Brain-computer interfaces are at the forefront of treating neurological and psychological disorders, in cluding Parkinson’s, epilepsy, and depression. Among the most promising technologies is deep brain stimulation (DBS) — a method in which an implanted silicon chip ejects high frequency currents under the skin that are transferred to the brain through implanted electrodes that send and receive signals. Approximately 30,000 people worldwide are currently using DBS. But to ensure that the signals are properly sent and received requires a smooth interaction between the brain and the hardware.
The long-term viability of implants designed for DBS remains uncertain since electrodes have a tendency to produce an undesirable immune response in the patient’s body that reduces the treatment’s efficacy. The body identifies the electrodes as foreign bodies and attacks them forming a barrier to the brain tissue receiving treatment. In turn, the efficacy of the treatment decreases because the signals are not being properly communicated to the brain.
In trying to overcome this challenge, a multi-disciplinary team of researchers at Tel Aviv University (TAU) Tel Aviv, Israel, have developed a a protein-based bioactive coating for electrodes that suppresses this immune response, thereby increasing the longevity and efficacy of the implant.
How It Works
The coating, in effect, camouflages the electrodes while suppressing the brain's immune response. (See Figure 1) While other researchers have explored using protein-based coatings for such applications, the TAU team is using a protein that is actually active within the brain itself to suppress the immune reaction to the electrodes. Called interleukin (IL)-1 receptor antagonist, the protein, in its natural setting, maintains physical stability by localizing brain damage, in essence preventing the immune system from overreacting to trauma, say the researchers. This development was reported in the Journal of Biomedical Materials Research.

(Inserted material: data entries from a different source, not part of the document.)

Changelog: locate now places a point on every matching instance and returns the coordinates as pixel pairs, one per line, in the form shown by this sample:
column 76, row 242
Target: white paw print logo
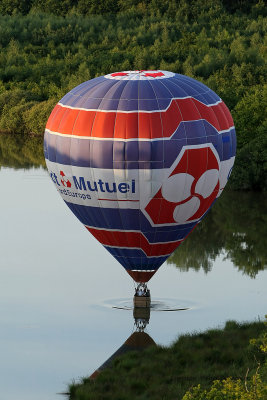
column 189, row 191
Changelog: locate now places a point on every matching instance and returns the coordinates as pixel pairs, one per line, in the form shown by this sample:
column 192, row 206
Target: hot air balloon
column 139, row 157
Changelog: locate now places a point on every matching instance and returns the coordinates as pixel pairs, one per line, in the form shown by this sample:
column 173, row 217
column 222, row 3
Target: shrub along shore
column 47, row 48
column 174, row 373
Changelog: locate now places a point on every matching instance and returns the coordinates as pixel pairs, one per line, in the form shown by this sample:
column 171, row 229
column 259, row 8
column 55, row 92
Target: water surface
column 58, row 286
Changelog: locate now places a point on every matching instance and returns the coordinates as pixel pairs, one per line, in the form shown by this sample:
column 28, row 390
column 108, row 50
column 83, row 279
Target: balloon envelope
column 139, row 157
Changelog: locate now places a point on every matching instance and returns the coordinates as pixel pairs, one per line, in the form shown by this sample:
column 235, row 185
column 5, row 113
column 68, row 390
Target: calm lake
column 58, row 285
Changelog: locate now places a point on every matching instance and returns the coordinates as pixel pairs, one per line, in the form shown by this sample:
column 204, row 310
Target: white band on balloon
column 140, row 75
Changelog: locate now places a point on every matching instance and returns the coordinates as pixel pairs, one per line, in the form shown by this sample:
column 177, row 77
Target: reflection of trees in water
column 236, row 227
column 21, row 151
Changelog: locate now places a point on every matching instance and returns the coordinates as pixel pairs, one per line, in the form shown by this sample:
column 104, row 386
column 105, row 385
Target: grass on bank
column 161, row 373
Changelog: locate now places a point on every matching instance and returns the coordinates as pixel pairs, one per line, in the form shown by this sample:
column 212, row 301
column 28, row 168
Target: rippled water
column 66, row 304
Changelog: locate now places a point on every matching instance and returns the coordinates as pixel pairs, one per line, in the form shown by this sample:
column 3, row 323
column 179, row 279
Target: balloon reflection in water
column 139, row 157
column 137, row 341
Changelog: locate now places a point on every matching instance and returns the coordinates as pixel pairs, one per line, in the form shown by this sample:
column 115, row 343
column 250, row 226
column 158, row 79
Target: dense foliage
column 167, row 373
column 221, row 43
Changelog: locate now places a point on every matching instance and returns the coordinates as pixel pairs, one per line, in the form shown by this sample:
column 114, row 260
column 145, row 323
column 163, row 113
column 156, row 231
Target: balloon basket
column 142, row 299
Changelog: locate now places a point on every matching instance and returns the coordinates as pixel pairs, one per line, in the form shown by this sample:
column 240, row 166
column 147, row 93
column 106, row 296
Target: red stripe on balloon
column 133, row 240
column 141, row 276
column 132, row 125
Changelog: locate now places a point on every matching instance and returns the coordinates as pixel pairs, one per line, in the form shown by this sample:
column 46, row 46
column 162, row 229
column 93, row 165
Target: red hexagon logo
column 189, row 190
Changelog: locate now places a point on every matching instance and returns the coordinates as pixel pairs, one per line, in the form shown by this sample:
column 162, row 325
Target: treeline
column 88, row 7
column 49, row 47
column 233, row 227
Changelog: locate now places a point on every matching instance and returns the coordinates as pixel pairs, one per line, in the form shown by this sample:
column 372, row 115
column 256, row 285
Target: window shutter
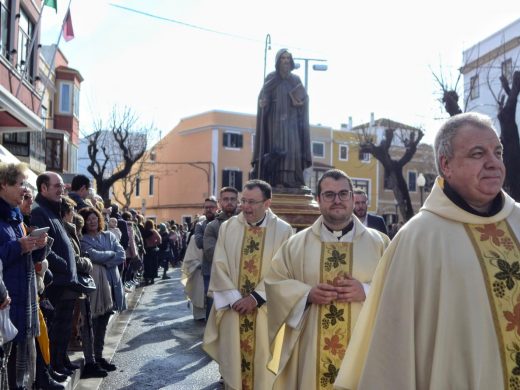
column 238, row 180
column 225, row 178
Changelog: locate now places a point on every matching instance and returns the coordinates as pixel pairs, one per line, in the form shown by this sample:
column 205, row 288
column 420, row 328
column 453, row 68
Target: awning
column 15, row 116
column 7, row 157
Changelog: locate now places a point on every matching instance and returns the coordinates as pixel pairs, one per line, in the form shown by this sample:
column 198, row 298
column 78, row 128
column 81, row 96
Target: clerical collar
column 259, row 223
column 452, row 195
column 340, row 233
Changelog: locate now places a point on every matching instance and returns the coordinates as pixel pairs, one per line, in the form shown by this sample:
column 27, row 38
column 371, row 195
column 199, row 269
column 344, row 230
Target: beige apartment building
column 210, row 150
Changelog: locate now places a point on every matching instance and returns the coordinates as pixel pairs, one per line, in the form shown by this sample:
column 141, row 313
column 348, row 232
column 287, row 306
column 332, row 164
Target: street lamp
column 421, row 182
column 317, row 67
column 266, row 47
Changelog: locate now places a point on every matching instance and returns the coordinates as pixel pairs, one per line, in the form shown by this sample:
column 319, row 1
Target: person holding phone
column 16, row 254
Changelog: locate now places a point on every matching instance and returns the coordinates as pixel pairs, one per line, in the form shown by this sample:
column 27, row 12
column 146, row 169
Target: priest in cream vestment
column 316, row 288
column 236, row 332
column 444, row 306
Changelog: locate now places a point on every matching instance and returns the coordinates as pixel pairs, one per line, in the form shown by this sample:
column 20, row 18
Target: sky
column 171, row 59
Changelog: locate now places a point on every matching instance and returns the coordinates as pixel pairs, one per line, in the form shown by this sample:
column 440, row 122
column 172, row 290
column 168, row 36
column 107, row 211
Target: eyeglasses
column 330, row 196
column 251, row 202
column 230, row 200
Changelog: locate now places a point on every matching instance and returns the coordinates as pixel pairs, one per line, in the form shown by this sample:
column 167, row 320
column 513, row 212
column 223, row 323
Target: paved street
column 161, row 345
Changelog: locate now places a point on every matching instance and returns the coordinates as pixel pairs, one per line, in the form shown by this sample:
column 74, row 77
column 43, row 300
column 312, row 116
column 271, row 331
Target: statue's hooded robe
column 282, row 145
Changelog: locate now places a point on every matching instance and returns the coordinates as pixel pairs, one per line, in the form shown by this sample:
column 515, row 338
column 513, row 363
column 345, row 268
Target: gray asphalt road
column 161, row 345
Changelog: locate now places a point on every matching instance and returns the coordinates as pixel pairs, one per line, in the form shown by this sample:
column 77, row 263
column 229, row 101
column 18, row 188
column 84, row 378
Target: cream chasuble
column 442, row 309
column 242, row 258
column 307, row 353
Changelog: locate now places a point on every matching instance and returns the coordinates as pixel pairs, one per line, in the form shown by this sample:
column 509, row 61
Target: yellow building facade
column 208, row 151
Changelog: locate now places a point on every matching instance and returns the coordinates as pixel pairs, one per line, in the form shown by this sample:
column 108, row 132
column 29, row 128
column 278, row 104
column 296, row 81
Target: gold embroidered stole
column 498, row 252
column 334, row 320
column 249, row 277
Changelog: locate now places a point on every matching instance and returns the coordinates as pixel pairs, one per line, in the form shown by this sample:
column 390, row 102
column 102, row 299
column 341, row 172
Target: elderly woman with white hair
column 19, row 274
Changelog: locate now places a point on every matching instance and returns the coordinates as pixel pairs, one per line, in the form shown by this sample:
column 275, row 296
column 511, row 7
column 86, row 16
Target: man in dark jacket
column 121, row 224
column 62, row 264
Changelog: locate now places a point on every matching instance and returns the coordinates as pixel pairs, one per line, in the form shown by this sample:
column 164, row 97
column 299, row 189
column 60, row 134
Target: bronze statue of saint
column 282, row 144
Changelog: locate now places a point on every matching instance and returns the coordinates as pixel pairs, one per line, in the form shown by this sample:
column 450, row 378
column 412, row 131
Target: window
column 17, row 143
column 364, row 157
column 37, row 145
column 232, row 178
column 76, row 101
column 65, row 98
column 4, row 28
column 318, row 149
column 412, row 181
column 25, row 34
column 150, row 185
column 73, row 164
column 54, row 153
column 343, row 152
column 473, row 87
column 233, row 140
column 507, row 69
column 363, row 184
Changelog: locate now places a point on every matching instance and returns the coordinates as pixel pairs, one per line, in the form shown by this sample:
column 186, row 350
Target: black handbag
column 85, row 284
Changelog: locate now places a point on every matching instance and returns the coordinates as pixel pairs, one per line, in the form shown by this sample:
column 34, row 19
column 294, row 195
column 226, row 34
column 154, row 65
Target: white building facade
column 484, row 63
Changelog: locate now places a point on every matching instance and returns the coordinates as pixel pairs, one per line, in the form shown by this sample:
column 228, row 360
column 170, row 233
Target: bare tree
column 407, row 136
column 450, row 96
column 506, row 100
column 509, row 133
column 115, row 148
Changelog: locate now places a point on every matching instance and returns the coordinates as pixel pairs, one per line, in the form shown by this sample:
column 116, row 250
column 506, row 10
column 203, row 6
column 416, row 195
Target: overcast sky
column 190, row 56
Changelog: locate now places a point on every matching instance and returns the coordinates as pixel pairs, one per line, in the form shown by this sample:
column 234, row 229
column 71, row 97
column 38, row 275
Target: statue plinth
column 295, row 206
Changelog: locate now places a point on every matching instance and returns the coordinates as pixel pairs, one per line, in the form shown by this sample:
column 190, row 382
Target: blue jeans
column 209, row 301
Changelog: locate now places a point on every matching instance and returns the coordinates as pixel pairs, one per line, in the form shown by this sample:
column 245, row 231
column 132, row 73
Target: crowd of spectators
column 60, row 285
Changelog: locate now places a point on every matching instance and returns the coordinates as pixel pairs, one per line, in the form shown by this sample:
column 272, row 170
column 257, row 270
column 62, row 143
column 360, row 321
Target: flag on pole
column 52, row 4
column 68, row 31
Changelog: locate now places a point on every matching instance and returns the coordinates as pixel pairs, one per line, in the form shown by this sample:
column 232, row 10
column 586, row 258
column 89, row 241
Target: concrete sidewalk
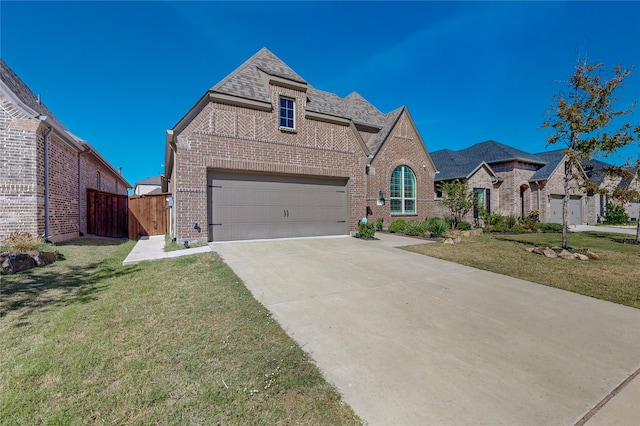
column 630, row 230
column 152, row 248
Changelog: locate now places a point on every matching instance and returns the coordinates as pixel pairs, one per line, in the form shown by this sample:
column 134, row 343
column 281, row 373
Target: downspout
column 87, row 149
column 46, row 183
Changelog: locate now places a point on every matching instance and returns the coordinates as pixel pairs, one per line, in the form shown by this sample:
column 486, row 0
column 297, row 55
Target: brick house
column 45, row 170
column 151, row 185
column 263, row 154
column 509, row 181
column 597, row 172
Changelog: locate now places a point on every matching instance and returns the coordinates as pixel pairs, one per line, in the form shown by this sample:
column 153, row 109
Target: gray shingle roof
column 596, row 170
column 155, row 180
column 552, row 158
column 246, row 82
column 460, row 164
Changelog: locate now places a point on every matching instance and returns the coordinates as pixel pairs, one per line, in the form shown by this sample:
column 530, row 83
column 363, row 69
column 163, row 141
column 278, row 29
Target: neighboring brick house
column 45, row 170
column 597, row 172
column 507, row 180
column 152, row 185
column 263, row 154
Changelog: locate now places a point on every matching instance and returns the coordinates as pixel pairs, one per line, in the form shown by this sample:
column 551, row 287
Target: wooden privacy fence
column 149, row 215
column 106, row 214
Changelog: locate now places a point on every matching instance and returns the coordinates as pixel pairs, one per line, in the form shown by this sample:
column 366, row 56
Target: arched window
column 403, row 190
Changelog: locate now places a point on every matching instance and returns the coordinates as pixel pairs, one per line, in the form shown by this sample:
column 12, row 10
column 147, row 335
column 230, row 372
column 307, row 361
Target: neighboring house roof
column 493, row 152
column 596, row 170
column 20, row 95
column 464, row 163
column 552, row 159
column 26, row 101
column 155, row 180
column 154, row 191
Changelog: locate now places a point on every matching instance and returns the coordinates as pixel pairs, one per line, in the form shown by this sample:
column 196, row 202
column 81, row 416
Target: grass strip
column 178, row 341
column 615, row 277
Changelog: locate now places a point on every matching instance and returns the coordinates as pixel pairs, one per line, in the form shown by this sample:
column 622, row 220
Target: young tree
column 458, row 197
column 581, row 118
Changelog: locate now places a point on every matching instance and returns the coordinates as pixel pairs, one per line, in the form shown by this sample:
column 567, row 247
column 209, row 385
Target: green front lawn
column 178, row 341
column 615, row 277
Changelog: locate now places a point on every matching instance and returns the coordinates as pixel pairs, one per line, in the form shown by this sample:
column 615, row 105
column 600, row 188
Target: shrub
column 437, row 226
column 616, row 215
column 22, row 241
column 416, row 228
column 493, row 219
column 397, row 226
column 464, row 226
column 366, row 230
column 550, row 227
column 499, row 227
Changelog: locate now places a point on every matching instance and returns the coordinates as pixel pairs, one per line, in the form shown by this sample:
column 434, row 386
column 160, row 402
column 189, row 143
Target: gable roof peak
column 246, row 81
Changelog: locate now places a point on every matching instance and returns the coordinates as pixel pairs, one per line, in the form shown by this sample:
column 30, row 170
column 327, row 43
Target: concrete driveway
column 412, row 340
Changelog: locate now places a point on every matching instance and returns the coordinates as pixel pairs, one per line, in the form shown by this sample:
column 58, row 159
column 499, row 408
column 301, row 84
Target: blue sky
column 118, row 74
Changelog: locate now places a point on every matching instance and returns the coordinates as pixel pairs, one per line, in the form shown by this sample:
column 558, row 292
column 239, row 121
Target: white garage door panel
column 243, row 206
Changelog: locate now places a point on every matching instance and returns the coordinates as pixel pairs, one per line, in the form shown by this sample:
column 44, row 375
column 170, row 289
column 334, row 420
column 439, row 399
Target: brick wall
column 237, row 138
column 18, row 167
column 404, row 147
column 22, row 180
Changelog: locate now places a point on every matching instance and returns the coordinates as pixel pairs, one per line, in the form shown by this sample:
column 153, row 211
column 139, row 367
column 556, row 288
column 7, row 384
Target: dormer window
column 287, row 116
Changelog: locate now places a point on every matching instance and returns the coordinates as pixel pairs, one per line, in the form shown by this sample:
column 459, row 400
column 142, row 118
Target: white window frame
column 403, row 198
column 286, row 117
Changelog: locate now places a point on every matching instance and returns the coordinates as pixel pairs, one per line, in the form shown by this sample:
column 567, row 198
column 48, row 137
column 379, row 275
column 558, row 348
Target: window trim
column 403, row 198
column 486, row 201
column 286, row 118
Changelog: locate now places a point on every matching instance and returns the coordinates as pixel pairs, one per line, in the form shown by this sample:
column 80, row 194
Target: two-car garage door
column 246, row 206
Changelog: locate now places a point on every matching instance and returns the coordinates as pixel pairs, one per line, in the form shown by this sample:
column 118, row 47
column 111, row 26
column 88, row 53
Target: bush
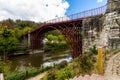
column 64, row 74
column 93, row 49
column 61, row 65
column 51, row 75
column 25, row 74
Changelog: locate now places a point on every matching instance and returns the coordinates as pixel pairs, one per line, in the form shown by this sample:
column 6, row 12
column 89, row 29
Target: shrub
column 51, row 75
column 25, row 74
column 61, row 65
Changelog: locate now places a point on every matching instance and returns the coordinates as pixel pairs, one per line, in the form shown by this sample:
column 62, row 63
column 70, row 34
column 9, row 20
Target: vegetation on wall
column 55, row 41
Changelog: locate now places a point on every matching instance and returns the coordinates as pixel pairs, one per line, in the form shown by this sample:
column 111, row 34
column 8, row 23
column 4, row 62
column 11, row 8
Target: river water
column 38, row 60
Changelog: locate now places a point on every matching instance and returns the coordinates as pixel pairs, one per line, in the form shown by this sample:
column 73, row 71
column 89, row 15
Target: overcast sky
column 42, row 10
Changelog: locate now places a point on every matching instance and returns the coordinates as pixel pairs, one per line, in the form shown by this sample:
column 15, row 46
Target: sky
column 43, row 10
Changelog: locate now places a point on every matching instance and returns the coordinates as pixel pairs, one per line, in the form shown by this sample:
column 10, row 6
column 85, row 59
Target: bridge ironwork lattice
column 69, row 26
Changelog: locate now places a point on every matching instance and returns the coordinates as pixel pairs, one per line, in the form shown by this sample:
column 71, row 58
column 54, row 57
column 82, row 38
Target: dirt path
column 112, row 71
column 38, row 77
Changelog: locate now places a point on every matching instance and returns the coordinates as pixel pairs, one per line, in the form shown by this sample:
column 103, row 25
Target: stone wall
column 103, row 30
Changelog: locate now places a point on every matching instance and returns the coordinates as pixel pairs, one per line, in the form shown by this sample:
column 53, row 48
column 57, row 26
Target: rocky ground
column 112, row 71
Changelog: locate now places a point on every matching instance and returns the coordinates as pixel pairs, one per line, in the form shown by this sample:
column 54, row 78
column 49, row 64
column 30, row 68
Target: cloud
column 99, row 1
column 35, row 10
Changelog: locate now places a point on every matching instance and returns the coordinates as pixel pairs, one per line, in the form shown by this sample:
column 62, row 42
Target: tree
column 8, row 42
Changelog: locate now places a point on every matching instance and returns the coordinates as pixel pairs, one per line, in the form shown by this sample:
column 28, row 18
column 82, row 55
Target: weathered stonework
column 105, row 29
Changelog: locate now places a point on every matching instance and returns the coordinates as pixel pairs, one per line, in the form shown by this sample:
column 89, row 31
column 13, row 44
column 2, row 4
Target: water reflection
column 38, row 60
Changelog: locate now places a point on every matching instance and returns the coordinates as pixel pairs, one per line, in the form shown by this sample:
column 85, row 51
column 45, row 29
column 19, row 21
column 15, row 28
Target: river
column 38, row 60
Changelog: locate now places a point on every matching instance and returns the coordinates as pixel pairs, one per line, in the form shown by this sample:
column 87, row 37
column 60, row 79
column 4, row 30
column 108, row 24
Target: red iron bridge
column 69, row 26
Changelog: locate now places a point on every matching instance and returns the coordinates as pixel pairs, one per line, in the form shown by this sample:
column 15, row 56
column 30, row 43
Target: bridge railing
column 84, row 14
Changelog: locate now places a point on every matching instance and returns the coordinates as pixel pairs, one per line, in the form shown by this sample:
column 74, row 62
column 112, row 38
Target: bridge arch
column 70, row 30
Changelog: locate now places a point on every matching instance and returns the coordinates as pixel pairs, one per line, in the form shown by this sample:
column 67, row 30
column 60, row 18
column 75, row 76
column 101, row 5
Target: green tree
column 8, row 42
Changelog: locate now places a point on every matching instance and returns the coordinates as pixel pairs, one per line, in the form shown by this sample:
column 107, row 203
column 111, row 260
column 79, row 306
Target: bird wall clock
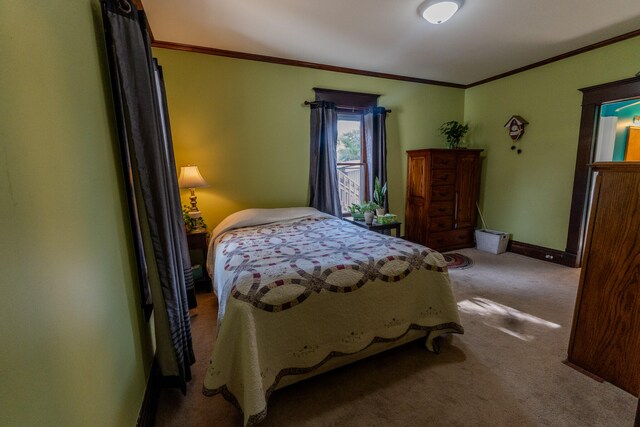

Claimed as the first bioactive coating made from this particular protein, it safely and effectively iantegrates the electrodes into the desired brain tissue without interrupting normal brain function, claim the researchers. In the brain, the IL-1 receptor antagonist is crucial for maintaining physical stability by localizing brain damage, Taub explains.
The coating, the first to be developed from this particular protein, not only integrates the electrodes into the brain tissue, but allows them to contribute to normal brain functioning. In fact, they report that their coated electrodes outperformed both non-coated and other protein-based coatings in preclinical studies conducted with animal models. As a result, the coating may lead to a more-stable, long-term DBS implant design.
Taub says that in the future, he anticipates that the electrode coating could someday aid in the development of an interface capable of restoring lost behavioral or motor function resulting from tissue damage. “We duplicate the function of brain tissue onto a silicon chip and transfer it back to the brain,” Taub says. He explains that the electrodes will pick up brain waves and transfer them directly to the chip. “The chip then does the computation that would have been done in the damaged tissue and feeds the information back into the brain, prompting functions that would have otherwise gotten lost.”